The higher FFT sizes really only improve the low-end precision, the added precision in the high-end is really not needed - especially if you’re displaying the frequency content with a log scale.
With an FFT size of 8192, and a sample-rate of 48kHz, you’ll have a frequency bin every 48000/8192 = 5.86Hz (I think my math is right? please correct me if that’s wrong). In the high-end, 6Hz difference is completely undetectable by human hearing (10kHz - 10.006kHz for example) so you really don’t need that level of precision while at the low-end 6Hz is quite noticeable.
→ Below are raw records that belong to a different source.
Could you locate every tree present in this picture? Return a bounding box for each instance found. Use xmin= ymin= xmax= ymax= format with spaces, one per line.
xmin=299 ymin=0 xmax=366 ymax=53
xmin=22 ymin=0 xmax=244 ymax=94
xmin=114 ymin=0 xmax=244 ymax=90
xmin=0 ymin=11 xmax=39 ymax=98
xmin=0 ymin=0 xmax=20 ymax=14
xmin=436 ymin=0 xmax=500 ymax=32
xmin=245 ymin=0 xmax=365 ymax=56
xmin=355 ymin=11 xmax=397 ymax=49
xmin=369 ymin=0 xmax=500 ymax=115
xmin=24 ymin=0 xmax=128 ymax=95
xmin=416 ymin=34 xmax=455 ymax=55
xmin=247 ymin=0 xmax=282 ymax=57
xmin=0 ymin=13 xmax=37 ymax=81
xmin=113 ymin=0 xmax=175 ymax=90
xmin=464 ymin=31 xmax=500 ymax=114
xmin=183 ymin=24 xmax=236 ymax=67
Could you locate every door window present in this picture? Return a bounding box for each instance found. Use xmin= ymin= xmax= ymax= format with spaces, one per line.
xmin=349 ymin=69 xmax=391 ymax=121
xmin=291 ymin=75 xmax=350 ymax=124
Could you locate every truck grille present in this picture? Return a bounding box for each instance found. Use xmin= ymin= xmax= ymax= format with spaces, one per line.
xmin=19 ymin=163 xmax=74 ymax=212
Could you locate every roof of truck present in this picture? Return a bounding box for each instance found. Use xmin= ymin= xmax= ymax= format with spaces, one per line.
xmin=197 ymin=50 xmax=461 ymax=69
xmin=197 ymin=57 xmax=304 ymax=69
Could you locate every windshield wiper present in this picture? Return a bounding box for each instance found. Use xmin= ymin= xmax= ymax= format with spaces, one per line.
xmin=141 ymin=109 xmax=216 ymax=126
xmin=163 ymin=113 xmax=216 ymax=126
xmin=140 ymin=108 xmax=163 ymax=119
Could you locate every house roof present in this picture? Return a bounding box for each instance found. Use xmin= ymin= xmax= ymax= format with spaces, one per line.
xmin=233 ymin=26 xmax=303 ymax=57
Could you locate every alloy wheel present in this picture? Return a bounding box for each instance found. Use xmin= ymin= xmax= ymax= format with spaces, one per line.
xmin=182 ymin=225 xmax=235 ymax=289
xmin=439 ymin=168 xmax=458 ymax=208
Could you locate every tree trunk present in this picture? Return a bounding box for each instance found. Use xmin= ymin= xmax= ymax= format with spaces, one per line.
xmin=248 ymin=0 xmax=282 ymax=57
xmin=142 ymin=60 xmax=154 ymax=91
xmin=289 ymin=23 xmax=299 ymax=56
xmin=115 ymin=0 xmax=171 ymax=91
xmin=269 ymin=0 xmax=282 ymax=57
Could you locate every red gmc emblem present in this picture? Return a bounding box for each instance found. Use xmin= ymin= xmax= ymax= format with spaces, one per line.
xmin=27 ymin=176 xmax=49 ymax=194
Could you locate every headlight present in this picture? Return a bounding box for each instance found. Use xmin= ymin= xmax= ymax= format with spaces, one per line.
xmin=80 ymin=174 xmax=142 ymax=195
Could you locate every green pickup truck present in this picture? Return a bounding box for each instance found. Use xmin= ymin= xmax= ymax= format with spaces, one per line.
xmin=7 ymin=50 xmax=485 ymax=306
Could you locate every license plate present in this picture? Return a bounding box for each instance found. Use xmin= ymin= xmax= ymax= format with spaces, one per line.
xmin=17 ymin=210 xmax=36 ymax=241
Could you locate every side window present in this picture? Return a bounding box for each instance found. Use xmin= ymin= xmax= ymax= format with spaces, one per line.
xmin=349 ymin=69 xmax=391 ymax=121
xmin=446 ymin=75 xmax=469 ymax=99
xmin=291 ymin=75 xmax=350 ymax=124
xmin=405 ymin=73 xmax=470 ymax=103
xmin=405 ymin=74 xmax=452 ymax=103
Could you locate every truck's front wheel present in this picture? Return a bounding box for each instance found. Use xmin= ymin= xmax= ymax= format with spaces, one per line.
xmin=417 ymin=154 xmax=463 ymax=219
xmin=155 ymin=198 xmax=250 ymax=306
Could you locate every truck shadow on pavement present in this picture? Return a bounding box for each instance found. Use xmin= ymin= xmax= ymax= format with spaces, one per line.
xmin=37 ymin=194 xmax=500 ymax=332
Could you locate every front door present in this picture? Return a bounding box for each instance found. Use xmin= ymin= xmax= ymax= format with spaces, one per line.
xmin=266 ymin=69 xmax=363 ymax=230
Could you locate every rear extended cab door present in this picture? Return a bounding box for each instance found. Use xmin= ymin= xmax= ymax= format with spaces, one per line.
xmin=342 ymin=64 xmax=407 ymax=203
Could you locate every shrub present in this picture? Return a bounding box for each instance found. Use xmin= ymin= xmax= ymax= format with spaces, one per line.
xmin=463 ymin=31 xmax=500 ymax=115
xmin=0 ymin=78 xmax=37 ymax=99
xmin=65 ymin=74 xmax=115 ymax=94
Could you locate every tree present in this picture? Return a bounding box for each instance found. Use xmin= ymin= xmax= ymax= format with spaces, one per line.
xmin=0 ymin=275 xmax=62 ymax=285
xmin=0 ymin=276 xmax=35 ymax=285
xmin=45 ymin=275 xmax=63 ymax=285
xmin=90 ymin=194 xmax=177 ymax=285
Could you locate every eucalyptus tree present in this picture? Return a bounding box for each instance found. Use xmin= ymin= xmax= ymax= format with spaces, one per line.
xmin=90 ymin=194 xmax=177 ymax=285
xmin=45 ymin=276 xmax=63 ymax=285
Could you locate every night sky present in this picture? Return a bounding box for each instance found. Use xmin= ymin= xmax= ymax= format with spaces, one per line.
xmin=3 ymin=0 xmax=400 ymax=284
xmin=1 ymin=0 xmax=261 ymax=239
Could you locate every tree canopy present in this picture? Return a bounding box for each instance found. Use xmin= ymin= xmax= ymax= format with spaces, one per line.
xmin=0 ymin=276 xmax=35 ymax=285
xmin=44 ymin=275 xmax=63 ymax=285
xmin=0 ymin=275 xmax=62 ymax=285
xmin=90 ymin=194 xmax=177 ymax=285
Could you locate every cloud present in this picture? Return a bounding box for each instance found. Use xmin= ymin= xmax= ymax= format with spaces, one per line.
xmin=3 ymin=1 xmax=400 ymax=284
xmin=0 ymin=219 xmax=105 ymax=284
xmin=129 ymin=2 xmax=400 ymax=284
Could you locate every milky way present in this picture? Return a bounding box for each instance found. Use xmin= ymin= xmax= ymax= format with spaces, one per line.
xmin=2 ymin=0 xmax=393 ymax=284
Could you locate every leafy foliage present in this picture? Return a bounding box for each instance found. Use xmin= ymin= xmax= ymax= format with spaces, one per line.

In GT Analyser I allow users to select of block size of anywhere from 1024 to 65536 but I have a fixed number of points of 256 (which is actually a max because repeated points are omitted) which still gives good precision across the spectrum.
I think when I’ve done it in the past I determined what the minimum distance in the x-axis is between two points, then for every point in the spectrum between those two pixels I take the maximum value to determine the y-coordinate. This then works nicely regardless of zoom level etc.
As @ImJimmi says I’ve also seen an OpenGL context increase CPU, however only on Windows. On macOS, it generally seems to improve things. In the past we had an option in the plugin to enable the OpenGL context, we would default it the option on for macOS, and off for Windows.
I just tried Kotlin Compose. And it looks like the results are disappointing for Juce
Apple M1 test:
Kotlin Compose - 32768 lines [512px, 256px] with gradient ~60 fps - 33.2% CPU
Kotlin Compose - 98304 lines [512px, 256px] with gradient ~60 fps - 34.7-37.8% CPU
Juce strokePath - 32768 lines [140px, 96px] with setGradientFill ~60 fps - 64.4-72.3% CPU
As you can see, the number of lines is 3 times larger and the window size is 3 times larger, and the load is still several times less for Compose. I suspect there’s a Skia under the hood. Something is clearly wrong with strokePath. Any solutions to reduce CPU load/fps ? p.s. I don’t want to use openGLContext.attachTo - this works with friezes and memory increases significantly.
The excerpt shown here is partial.